OpenCode does not currently accept Claude Code's native sandbox block in opencode.jsonc; unknown top-level keys make OpenCode fail config validation. So instead of a kernel-enforced boundary, the config leans on OpenCode's supported permission schema to approximate the same allow/deny shape.

The mapping follows the sandbox in .claude/settings.json:

Claude Code setting OpenCode mapping
filesystem.allowRead permission.external_directory allow rules for ~/Repos, ~/.config,
~/.cache, ~/.local/runtime, ~/.local/share, ~/.npm, /opt/homebrew,
and /tmp.
filesystem.allowWrite permission.edit prompts for repo/tool cache writes and allows scratch or
agent-worktree writes.
filesystem.denyRead permission.read, permission.list, permission.glob, permission.edit,
and permission.external_directory deny ~/.aws, ~/.config/gcloud,
~/.ssh, ~/.gnupg, and dotenv files.
Claude permissions.allow Bash permission.bash pre-approves the same inspection, Homebrew, Git, and
allowlist commit-script chmod patterns, then adds final deny patterns for credential
and dotenv paths.
Claude WebSearch allow permission.websearch = "allow"; webfetch still prompts.

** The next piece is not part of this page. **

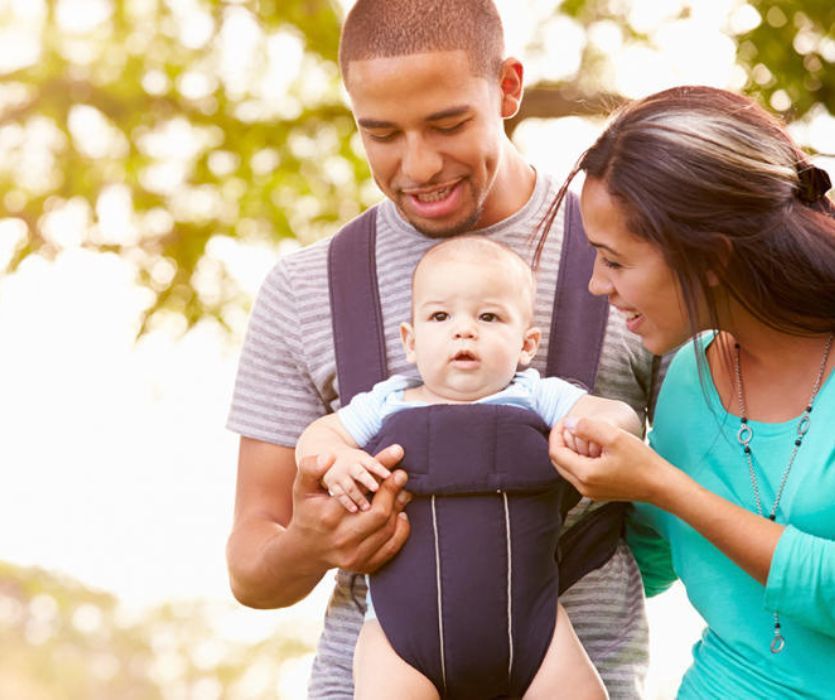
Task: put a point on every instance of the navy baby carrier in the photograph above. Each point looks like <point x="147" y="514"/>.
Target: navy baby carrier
<point x="470" y="600"/>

Ordering and the catch-all

OpenCode permission objects use last-match-wins ordering, so the config keeps broad rules first and narrower allow/deny rules later — the credential and dotenv denies sit at the end of each block so nothing earlier can re-open them. The top-level "*": "ask" flips OpenCode's permissive default: any tool or command that isn't explicitly mapped requires approval.

grep is allowed for routine searches even though OpenCode matches grep permissions against the searched regex, not the target path. The path boundaries therefore stay on read, list, glob, edit, and external_directory, which do match against paths.

Limits

This is a permission-layer approximation, not the kernel-enforced boundary Claude Code runs. Claude's network.allowedDomains, allowMachLookup, allowUnixSockets, and allowUnsandboxedCommands fields have no OpenCode config equivalent today. Network-capable Bash commands are therefore controlled by the permission.bash allowlist and approval prompts rather than by domain-level egress rules.

See opencode.jsonc for the full rule set. After changing it, quit and restart OpenCode — config is loaded at startup.